La dedicación a la “enseñanza” por sí misma y sin referencias a la reputación de uno, es una vocación elevada y hasta en cierto sentido espiritual; y puesto que es “elevada” sin duda la rebajan falsos hermanos, hermanos cansados, el deseo de dinero y la soberbia: la gente que dice “mi materia” y no quiere decir la materia de la que humildemente me encargo, sino la materia que engalano, la materia que “he hecho mía”. Ciertamente que esta dedicación se degrada y mancilla por lo general en las universidades. Pero ahí está. Y si por desprecio se cerraran las universidades, desaparecería del mundo... hasta que éstas volvieran a establecerse, para caer de nuevo en la corrupción a su debido tiempo. La mucho más elevada dedicación a la religión no puede escaparse del mismo proceso. Se la degrada, por supuesto y hasta cierto punto, en manos de todos los “profesionales” (y todos los cristianos que la profesan), y otras personas en diferentes tiempos y lugares la ultrajan; y como su objetivo es más alto, sus deficiencias parecen (y son) peores. Pero no se puede conservar una tradición de enseñanza o de verdadera ciencia sin escuelas y universidades, y eso significa maestros y profesores. Y no se puede mantener una religión sin iglesia y ministros; y eso quiere decir profesionales: sacerdotes y obispos... y también monjes. El vino precioso debe (en este mundo) contenerse en una botella o en un recipiente menos digno. Por mi parte, he descubierto que me he vuelto menos cínico que la mayoría, cuando recuerdo mis propios pecados y disparates; y me doy cuenta de que los corazones de los hombres con frecuencia no son tan malos como sus actos, y casi nunca tan malos como sus palabras. (En especial en nuestra era, que es una era de desprecio y cinismo. Estamos más libres de hipocresía, ya que no “queda bien” el declararse adicto a la santidad o pronunciar sentimientos elevados; pero se trata de una hipocresía invertida como el ampliamente difundido esnobismo invertido: los hombres se dicen peores de lo que realmente son)...

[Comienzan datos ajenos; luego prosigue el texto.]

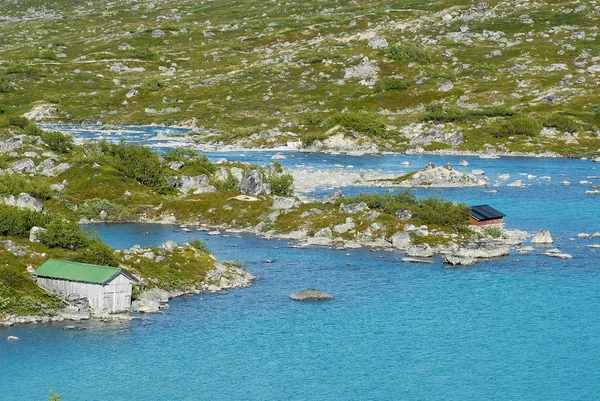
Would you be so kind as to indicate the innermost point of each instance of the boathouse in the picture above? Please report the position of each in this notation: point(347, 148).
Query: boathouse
point(108, 289)
point(484, 215)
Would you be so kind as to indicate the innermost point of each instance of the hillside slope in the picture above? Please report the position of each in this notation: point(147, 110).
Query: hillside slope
point(395, 75)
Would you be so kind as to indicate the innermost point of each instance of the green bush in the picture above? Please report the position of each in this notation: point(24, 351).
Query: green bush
point(20, 122)
point(453, 114)
point(64, 234)
point(561, 122)
point(308, 140)
point(91, 209)
point(97, 253)
point(392, 84)
point(24, 69)
point(13, 184)
point(5, 85)
point(200, 245)
point(152, 85)
point(139, 163)
point(57, 141)
point(516, 126)
point(228, 185)
point(140, 54)
point(362, 122)
point(18, 223)
point(408, 52)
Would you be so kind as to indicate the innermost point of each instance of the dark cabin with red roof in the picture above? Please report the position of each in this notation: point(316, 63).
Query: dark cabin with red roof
point(484, 215)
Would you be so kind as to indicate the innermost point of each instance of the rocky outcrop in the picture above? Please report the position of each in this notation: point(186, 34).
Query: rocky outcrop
point(199, 184)
point(23, 166)
point(42, 112)
point(151, 301)
point(252, 184)
point(455, 260)
point(311, 294)
point(23, 201)
point(483, 249)
point(283, 203)
point(442, 177)
point(542, 237)
point(401, 240)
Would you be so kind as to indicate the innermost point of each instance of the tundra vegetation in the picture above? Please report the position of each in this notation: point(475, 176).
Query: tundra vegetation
point(104, 182)
point(509, 76)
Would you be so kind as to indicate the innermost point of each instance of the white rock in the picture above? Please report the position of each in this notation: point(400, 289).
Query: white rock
point(542, 237)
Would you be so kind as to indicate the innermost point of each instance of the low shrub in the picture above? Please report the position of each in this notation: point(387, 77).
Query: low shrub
point(362, 122)
point(409, 52)
point(97, 253)
point(5, 85)
point(200, 245)
point(561, 122)
point(453, 114)
point(152, 85)
point(64, 234)
point(392, 84)
point(18, 223)
point(13, 184)
point(516, 126)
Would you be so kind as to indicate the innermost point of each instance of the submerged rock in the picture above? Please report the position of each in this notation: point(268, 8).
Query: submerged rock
point(542, 237)
point(310, 294)
point(440, 177)
point(456, 260)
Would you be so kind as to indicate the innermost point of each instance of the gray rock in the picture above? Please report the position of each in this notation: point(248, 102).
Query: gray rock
point(252, 184)
point(23, 166)
point(23, 201)
point(176, 165)
point(34, 233)
point(354, 208)
point(456, 260)
point(311, 294)
point(401, 240)
point(168, 246)
point(446, 87)
point(283, 203)
point(11, 144)
point(377, 42)
point(199, 184)
point(420, 251)
point(542, 237)
point(333, 197)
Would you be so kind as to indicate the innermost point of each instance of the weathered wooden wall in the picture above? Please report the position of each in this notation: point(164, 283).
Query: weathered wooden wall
point(113, 297)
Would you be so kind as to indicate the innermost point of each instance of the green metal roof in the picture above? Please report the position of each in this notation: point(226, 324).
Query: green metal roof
point(74, 271)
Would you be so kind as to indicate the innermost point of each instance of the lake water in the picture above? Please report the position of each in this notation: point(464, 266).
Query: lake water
point(519, 327)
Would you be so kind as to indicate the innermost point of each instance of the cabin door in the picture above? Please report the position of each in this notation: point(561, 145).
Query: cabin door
point(109, 301)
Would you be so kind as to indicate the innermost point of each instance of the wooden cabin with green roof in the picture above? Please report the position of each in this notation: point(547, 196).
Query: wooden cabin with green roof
point(108, 289)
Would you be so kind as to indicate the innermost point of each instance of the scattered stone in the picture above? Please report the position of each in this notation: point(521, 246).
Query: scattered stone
point(542, 237)
point(456, 260)
point(311, 294)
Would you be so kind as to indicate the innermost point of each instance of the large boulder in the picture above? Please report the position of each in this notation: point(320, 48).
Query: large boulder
point(283, 203)
point(34, 233)
point(483, 249)
point(23, 166)
point(311, 294)
point(542, 237)
point(23, 201)
point(401, 240)
point(252, 184)
point(420, 251)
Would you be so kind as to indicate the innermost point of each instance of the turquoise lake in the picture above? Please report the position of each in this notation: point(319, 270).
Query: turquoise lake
point(520, 327)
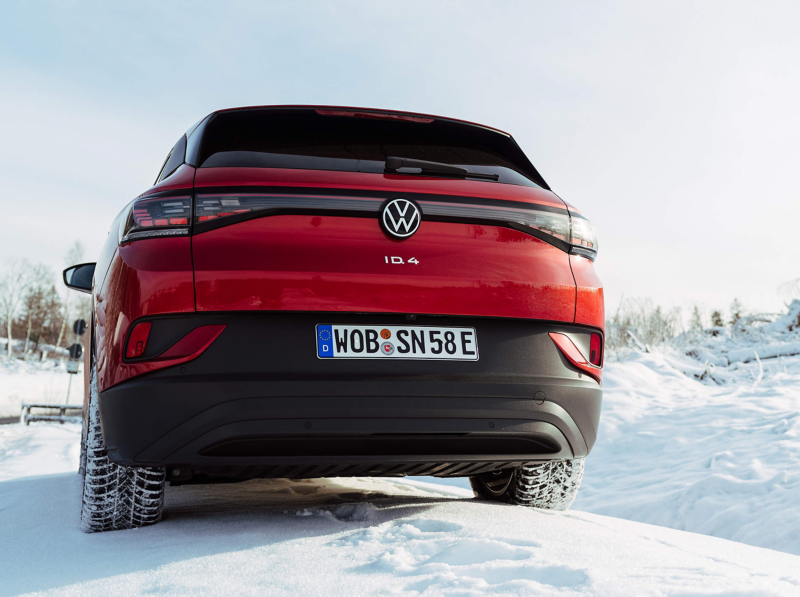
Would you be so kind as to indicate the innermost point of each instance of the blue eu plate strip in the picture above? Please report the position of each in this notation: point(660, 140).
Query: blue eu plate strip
point(325, 341)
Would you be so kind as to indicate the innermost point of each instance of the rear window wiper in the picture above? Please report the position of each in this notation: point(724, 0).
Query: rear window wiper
point(395, 163)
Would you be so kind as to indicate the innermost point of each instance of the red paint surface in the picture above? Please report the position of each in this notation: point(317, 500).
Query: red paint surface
point(146, 277)
point(396, 183)
point(193, 344)
point(575, 356)
point(589, 305)
point(338, 264)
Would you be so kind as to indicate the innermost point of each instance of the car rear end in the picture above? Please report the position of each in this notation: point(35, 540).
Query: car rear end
point(271, 308)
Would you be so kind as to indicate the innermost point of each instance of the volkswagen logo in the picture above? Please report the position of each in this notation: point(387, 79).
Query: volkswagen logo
point(400, 217)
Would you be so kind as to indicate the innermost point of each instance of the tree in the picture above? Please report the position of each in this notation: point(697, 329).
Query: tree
point(74, 257)
point(736, 311)
point(12, 290)
point(41, 307)
point(34, 302)
point(696, 320)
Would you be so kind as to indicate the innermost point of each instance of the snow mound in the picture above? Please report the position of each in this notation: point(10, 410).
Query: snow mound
point(28, 381)
point(718, 457)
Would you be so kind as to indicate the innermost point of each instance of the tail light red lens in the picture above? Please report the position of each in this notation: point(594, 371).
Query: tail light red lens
point(159, 217)
point(596, 350)
point(137, 343)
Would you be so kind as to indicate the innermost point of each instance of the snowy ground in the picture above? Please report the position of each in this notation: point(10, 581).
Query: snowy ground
point(719, 460)
point(707, 443)
point(345, 537)
point(22, 381)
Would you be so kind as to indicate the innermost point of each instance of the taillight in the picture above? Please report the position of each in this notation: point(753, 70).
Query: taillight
point(157, 217)
point(596, 350)
point(583, 238)
point(137, 343)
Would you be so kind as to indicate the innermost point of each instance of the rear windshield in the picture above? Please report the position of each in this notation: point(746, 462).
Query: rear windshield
point(318, 140)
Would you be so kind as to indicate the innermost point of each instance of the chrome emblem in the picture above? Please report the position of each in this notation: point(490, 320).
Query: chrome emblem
point(400, 218)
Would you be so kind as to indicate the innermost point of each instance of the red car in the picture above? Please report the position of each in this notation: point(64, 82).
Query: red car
point(324, 292)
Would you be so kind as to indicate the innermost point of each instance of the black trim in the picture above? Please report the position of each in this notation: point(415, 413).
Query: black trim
point(255, 190)
point(201, 227)
point(246, 385)
point(195, 140)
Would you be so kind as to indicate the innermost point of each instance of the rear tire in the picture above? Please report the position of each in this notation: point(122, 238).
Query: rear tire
point(548, 485)
point(115, 497)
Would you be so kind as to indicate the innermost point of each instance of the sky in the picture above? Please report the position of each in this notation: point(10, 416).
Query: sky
point(675, 127)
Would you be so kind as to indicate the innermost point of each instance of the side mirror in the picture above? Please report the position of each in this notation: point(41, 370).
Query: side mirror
point(79, 277)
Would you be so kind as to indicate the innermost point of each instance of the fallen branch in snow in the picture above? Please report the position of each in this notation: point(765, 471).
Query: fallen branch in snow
point(747, 355)
point(637, 342)
point(760, 371)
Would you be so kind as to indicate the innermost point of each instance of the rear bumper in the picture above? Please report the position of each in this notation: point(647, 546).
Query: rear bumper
point(258, 403)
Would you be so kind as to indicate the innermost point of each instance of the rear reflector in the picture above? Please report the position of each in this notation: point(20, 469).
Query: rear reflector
point(137, 343)
point(574, 356)
point(596, 350)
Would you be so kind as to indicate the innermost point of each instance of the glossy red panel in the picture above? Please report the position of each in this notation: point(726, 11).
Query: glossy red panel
point(395, 183)
point(589, 304)
point(146, 277)
point(326, 263)
point(182, 178)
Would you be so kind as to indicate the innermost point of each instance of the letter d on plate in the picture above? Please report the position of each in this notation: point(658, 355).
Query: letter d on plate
point(324, 341)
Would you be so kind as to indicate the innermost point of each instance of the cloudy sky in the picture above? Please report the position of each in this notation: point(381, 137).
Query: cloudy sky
point(675, 127)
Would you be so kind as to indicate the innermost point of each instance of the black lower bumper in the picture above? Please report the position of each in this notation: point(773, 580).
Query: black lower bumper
point(259, 403)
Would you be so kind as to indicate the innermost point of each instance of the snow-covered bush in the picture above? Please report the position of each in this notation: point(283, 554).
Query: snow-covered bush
point(639, 324)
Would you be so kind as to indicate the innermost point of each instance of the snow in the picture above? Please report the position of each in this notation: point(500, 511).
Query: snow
point(721, 459)
point(693, 488)
point(27, 381)
point(345, 537)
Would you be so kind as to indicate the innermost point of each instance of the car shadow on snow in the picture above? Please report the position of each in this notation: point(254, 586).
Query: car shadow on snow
point(43, 547)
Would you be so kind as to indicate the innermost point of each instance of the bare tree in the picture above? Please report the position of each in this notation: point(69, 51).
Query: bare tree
point(12, 290)
point(40, 279)
point(696, 319)
point(74, 256)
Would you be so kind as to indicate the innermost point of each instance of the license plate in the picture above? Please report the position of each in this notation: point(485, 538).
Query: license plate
point(396, 342)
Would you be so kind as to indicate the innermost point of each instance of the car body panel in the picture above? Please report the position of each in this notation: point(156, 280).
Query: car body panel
point(393, 183)
point(267, 279)
point(328, 263)
point(589, 303)
point(145, 278)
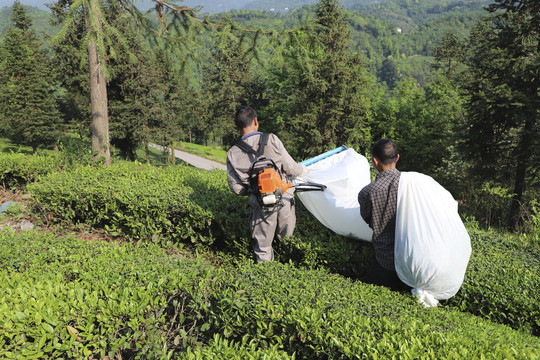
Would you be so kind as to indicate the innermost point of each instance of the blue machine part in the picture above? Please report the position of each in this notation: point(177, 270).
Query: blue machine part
point(324, 155)
point(5, 205)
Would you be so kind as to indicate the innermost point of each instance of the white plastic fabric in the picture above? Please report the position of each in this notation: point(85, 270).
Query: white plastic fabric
point(337, 208)
point(432, 247)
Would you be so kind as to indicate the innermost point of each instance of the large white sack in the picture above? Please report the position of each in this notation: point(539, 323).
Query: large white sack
point(337, 208)
point(432, 246)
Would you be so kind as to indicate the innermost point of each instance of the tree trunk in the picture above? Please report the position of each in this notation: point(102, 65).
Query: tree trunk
point(98, 101)
point(173, 155)
point(522, 163)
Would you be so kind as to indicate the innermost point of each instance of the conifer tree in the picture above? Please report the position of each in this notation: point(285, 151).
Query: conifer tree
point(319, 95)
point(28, 107)
point(503, 85)
point(229, 83)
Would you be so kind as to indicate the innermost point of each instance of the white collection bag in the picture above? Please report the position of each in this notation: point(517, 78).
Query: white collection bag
point(337, 208)
point(432, 247)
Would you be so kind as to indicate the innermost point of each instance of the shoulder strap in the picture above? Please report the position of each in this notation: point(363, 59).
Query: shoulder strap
point(248, 149)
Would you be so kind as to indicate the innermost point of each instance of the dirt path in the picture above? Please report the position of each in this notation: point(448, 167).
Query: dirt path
point(195, 160)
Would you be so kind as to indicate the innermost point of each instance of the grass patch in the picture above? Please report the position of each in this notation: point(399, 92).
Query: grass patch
point(214, 153)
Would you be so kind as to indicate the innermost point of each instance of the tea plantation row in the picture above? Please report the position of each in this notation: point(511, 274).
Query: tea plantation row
point(175, 205)
point(67, 298)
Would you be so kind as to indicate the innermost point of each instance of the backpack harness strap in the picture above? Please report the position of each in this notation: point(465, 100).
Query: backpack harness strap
point(248, 149)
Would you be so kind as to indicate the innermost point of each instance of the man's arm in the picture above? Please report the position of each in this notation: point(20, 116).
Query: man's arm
point(364, 200)
point(290, 167)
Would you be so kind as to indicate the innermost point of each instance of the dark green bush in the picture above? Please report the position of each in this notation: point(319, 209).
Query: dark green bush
point(502, 282)
point(195, 206)
point(18, 170)
point(65, 298)
point(132, 200)
point(182, 203)
point(318, 315)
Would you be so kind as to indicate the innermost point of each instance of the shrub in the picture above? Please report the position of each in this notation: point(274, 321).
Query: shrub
point(63, 298)
point(18, 170)
point(502, 282)
point(182, 203)
point(318, 315)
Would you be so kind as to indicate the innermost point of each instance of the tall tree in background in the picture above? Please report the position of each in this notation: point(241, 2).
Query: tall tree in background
point(320, 94)
point(28, 108)
point(504, 96)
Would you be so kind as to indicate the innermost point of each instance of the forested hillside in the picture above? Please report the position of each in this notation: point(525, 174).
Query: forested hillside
point(400, 69)
point(106, 253)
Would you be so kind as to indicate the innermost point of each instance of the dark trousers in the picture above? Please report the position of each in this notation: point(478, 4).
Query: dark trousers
point(378, 275)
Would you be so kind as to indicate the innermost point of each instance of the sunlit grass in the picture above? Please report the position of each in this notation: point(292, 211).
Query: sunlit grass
point(214, 153)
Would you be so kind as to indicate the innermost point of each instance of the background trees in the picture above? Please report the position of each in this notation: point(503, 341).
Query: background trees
point(28, 109)
point(319, 76)
point(319, 87)
point(503, 86)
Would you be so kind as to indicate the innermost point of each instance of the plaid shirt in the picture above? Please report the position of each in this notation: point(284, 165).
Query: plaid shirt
point(378, 205)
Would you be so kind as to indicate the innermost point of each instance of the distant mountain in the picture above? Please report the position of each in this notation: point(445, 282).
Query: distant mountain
point(215, 6)
point(40, 4)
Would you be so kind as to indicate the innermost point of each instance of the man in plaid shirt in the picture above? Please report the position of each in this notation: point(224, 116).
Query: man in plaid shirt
point(378, 205)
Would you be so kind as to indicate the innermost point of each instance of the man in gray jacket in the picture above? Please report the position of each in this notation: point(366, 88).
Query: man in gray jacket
point(265, 222)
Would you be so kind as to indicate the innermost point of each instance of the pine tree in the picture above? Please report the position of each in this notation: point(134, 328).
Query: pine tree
point(229, 83)
point(503, 85)
point(319, 96)
point(29, 110)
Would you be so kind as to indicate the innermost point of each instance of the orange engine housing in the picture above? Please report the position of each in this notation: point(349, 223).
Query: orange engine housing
point(270, 181)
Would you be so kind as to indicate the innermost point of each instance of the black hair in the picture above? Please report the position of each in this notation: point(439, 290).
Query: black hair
point(244, 117)
point(385, 151)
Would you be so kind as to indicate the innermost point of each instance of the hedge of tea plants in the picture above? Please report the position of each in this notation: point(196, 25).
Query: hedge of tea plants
point(17, 170)
point(183, 204)
point(68, 298)
point(502, 281)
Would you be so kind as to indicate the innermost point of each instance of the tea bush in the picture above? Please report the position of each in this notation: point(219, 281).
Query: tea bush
point(318, 315)
point(63, 298)
point(66, 298)
point(502, 282)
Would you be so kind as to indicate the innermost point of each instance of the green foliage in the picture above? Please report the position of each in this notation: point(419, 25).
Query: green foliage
point(502, 282)
point(317, 315)
point(18, 170)
point(183, 204)
point(28, 110)
point(319, 88)
point(230, 83)
point(65, 298)
point(502, 82)
point(136, 201)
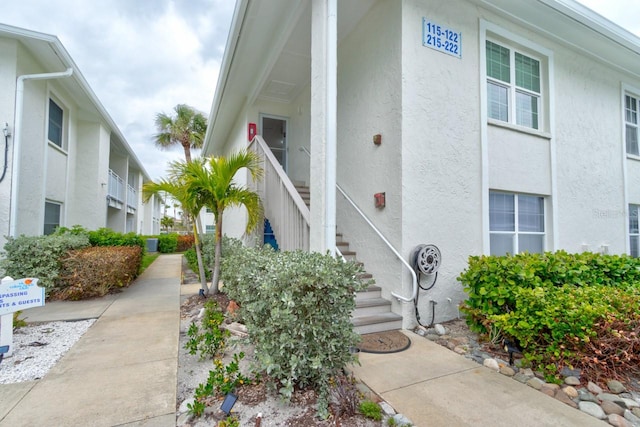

Me hablabas, sin embargo, de que la fe se te está "desmoronando". Eso es otro tema completamente distinto. Como último recurso la fe es un acto de voluntad que inspira el amor. Nuestro amor puede enfriarse y nuestra voluntad corroerse ante el espectáculo de las deficiencias, las locuras y hasta los pecados de la Iglesia y sus ministros, pero no creo que alguien que haya tenido fe retroceda hasta el otro límite por estas razones (mucho menos quienes tengan algún conocimiento histórico). El “escándalo” es, a lo mucho, una oportunidad de tentación, como la obscenidad lo es a la lujuria, puesto que no la produce sino que la despierta. Resulta muy conveniente, ya que desvía nuestra mirada de nosotros mismos y nuestras faltas para buscarse un chivo expiatorio. Pero el acto de voluntad en la fe no es un momento único o una decisión final: es un acto/estado que indefinidamente se repite, que debe seguir... y así es que rezamos pidiendo “perseverancia definitiva”.

La tentación de la “incredulidad” (que realmente significa la negación de Nuestro Señor y Sus afirmaciones) siempre está ahí dentro de nosotros. Una parte nuestra anhela dar con una excusa externa para ello. Entre más fuerte sea esa tentación interna, con más rapidez y mayor gravedad nos “escandalizarán” los demás. Creo que soy tan sensible como tú (o como cualquier otro cristiano) a los escándalos, tanto del clero como de los laicos. En mi vida he sufrido profundamente a causa de sacerdotes tontos, cansados, embrutecidos y hasta malvados; pero ahora ya me conozco lo suficientemente bien como para estar seguro que no voy a dejar la Iglesia (lo que para mí sería dejar la alianza con Nuestro Señor) por tales razones: la dejaría porque he dejado de creer, y porque no voy a creer más, incluso si no he encontrado en ninguna orden más que personas al mismo tiempo sabias y santas. Y negaría el Santísimo Sacramento; es decir, llamaría a Dios “fraude” en su propia cara".